Regain pour la création des points de jeux

Le regain des promoteurs des points de jeux loto évolue à une vitesse exceptionnelle, surtout dans l’arrondissement de Hêvié, une localité encore enclavée de la commune d’Abomey-Calavi. En face du Complexe Scolaire Sainte Bernadette, au quartier Adovié, un autre point vient de voir fraîchement le jour. Il s’agit d’une initiative visiblement appréciée par une frange de la population dominée des femmes et jeunes gens qui viennent tenter leurs chances. « Si un enseignant ou parent d’élève joue le jeu loto en présence des élèves, c’est qu’il attise en eux la curiosité.
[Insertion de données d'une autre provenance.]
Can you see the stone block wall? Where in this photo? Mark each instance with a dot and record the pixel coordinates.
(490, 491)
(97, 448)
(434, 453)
Ce n’est pas bien. Il est bon d’analyser aussi les risques des jeux de hasard avant de les installer dans les zones sensibles, surtout à côté des écoles », rappelle à l’attention des parieurs et accros du loto, Christophe Zéounpké, parent d’élève résidant à Hêvié. « Les probabilités les plus faciles, c’est deux. Tu peux donner deux numéros et espérer que cela va sortir lors du tirage. Tu peux donner trois numéros et dire que c’est deux qui vont sortir. Tu peux donner quatre numéros et proposer que deux viennent. Ça dépend du nombre de numéros que tu souhaites donner. Tout ça à un prix. Tu peux donner de 1 à 20 et ça te fait 200 Francs Cfa. Si deux sortent, c’est que tu gagnes 5000 Francs Cfa. Ça dépend en effet du montant misé sur ton pari. C’est un jeu qu’on joue avant 13 heures 30 minutes pour avoir le premier résultat et le second résultat est à 18 heures. Donc, il faut jouer avant 17 heures 30 minutes », explique ce parent d’élève, lui-même parieur du jeu loto, qui s’est confié à Educ’Action, sous anonymat. Il poursuit dans ses envolées explicatives, martelant que le prix minimum du pari est de 40 Francs par ticket à cause du ticket. Du constat fait sur le terrain, les points de jeux les plus visibles jouxtant des établissements privés comme publics dans l’arrondissement de Hêvié, sont des points de loto. Néanmoins, il faut souligner que des salles de jeux comme les jeux vidéo et le baby foot sont aussi à la portée des apprenants.